オレは収納空間からアンベールの剣と両腕を取り出すと、アンベールの前に投げる。
「早く治療してもらったらどうだ?」
オレの言葉を聞いて気が付いたのか、アンベールの従者たちが集まり出した。
「アンベール様! 早く腕をくっ付けろ!」
「むごい……」
「特級ポーションを早くしろ!」
オレはアンベールたちを無視してフレデリクの元へと歩き出した。
「まさか……。信じられん……」
フレデリクは治療を受けているアンベールをただただ茫然と見ていた。
「父上、私の勝ちですね」
「ジルベール、お前は……。クッ、そうだお前の勝ちだ」
フレデリクは憎々しげにオレを見た後、絞り出すような声でオレの勝ちを認めた。
「だが、あと一本残っている……。ふむ」
フレデリクはオレから視線を外した。
「儂は急用を思い出した! よって、今回の試合はこれまでとする!」
それだけ言うと、フレデリクは歩き出す。
こいつ、オレに勝利させないためにここまでするのか!?
「父上! アリスの件は――――」
「わかっている! そのアリスとやらは家で引き取る! お前の好きにするがいい! 以上だ! お前もそれでいいだろ?」
要件は飲んでやるのだから、これ以上騒ぐな。
フレデリクの顔にはそう書いてあった。
「わかりました。よろしくおねがいします」
オレとしてもアリスを家で引き取れるなら問題ない。これ以上アンベールと戦う理由も無くなった。
早くアリスの所に戻ろう。
◇
「失礼します」
応接間に戻ると、ちょうどアリスがケーキを口に運んでいるところだった。
そうだね。ちゃんとノックした後は中の人の返事があるまで待たないとね。
嬉しすぎてつい忘れてしまったよ。
「し、失礼しました。おかえりなさいませ!」
アリスがケーキをお皿に戻すと、すぐに立ち上がってオレに深々と頭を下げた。アリスが虐待されていると知った今では、その姿さえ痛々しく見えた。

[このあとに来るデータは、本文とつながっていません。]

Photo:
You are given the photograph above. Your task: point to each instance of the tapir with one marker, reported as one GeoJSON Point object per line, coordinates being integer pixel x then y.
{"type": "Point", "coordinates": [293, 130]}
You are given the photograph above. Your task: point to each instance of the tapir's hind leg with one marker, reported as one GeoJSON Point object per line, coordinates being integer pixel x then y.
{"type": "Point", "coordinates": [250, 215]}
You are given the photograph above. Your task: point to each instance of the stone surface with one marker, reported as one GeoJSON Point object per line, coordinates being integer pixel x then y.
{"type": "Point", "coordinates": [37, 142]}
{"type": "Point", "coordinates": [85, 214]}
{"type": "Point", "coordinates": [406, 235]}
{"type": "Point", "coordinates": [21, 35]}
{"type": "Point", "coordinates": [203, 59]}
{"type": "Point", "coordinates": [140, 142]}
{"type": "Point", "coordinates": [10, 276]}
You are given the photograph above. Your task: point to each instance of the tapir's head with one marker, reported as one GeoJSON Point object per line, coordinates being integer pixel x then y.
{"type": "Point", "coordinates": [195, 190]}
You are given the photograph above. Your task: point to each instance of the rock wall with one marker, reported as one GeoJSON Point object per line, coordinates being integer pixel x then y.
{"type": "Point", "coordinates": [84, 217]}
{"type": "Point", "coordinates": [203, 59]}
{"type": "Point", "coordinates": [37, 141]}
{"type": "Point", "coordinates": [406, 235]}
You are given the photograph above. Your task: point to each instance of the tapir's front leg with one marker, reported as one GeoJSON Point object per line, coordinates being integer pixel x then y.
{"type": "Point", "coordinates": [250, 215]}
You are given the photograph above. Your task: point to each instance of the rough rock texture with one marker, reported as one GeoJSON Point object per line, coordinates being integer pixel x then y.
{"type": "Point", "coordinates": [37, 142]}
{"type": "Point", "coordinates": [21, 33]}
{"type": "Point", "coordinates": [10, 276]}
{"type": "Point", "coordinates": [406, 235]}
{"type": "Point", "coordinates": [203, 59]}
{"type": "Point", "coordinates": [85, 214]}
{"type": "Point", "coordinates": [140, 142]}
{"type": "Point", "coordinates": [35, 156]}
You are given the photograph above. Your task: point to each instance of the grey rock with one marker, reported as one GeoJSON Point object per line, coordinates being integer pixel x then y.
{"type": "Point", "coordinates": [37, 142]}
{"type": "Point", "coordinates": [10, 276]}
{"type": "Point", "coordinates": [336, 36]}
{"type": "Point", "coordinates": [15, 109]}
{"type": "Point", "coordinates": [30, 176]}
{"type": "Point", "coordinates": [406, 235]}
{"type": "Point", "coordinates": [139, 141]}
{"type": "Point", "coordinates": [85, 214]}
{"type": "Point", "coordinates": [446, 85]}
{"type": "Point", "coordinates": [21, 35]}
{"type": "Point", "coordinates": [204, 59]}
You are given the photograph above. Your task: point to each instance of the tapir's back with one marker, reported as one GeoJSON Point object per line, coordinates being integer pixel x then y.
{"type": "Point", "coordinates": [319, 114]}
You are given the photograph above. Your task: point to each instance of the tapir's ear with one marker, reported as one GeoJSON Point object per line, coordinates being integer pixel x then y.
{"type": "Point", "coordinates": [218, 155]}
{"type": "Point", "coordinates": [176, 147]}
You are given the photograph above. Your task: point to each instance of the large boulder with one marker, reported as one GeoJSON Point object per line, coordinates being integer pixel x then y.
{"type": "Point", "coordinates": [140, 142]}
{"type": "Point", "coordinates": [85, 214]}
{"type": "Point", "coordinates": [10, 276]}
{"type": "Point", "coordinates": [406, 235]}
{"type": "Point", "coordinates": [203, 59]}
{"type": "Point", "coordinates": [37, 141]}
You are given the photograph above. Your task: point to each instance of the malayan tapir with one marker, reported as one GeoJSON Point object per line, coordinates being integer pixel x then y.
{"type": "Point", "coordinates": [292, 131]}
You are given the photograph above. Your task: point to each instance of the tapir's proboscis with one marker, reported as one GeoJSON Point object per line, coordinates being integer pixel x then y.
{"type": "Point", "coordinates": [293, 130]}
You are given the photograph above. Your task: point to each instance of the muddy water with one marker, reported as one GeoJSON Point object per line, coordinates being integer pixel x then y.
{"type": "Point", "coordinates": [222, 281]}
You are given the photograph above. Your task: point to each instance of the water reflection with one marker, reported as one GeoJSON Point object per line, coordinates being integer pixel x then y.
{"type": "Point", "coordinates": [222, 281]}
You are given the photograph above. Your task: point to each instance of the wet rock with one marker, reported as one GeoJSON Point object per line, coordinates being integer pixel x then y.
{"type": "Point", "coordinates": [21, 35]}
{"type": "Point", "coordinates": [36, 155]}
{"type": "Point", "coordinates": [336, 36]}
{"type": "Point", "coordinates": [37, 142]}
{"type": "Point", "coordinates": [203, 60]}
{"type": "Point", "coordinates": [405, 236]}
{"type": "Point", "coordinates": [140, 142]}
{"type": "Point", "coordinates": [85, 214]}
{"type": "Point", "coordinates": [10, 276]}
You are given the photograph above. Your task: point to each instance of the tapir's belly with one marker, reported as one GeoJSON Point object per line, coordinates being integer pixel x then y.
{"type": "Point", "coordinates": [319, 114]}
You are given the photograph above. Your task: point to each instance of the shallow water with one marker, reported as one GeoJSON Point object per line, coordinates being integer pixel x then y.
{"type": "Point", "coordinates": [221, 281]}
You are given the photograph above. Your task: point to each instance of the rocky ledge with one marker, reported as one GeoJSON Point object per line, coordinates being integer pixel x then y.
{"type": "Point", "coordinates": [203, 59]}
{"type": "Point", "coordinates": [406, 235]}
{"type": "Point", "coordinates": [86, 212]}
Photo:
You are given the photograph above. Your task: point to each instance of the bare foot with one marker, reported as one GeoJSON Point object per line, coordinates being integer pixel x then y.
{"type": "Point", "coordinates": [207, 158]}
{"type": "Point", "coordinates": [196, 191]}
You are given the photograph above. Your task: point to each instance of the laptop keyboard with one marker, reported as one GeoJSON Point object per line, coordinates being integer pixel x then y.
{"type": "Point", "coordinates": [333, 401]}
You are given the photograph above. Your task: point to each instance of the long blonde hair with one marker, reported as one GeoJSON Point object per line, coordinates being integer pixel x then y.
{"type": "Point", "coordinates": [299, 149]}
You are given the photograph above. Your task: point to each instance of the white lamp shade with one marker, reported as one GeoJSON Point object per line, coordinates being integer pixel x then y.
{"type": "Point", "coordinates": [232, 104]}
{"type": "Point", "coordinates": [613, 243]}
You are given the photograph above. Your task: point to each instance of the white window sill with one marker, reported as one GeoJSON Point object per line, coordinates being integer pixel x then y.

「ごめんよ、アリス。嬉しい知らせがあったから、礼儀を省いてしまった。座って楽にしてくれ。ケーキは口に合ったかな?」
「はい……。とても、おいしいです……」
「それはよかった」
オレがソファーに座ると、アリスもゆっくりとソファーに座る。
さて、どうやって切り出そうかな……。
「アリス、急な話で驚くとは思うんだけど……。今からアリスはムノー侯爵家で預かることになった」
「……え?」
予想外の言葉だったのだろう。アリスは目をぱちくりさせてオレを見ていた。
「今後はムノー侯爵家で暮らしてもらうことになる。親御さんが心配するかもしれないけど、父上から説明があるはずだ。心配しなくてもいい」
「はい……」
もっと反対されるかと思ったけど、意外にもアリスは聞き分けがよかった。それが何に起因するのかはわからないが、まずはアリスとエロー男爵家を切り離せたことを喜ぼう。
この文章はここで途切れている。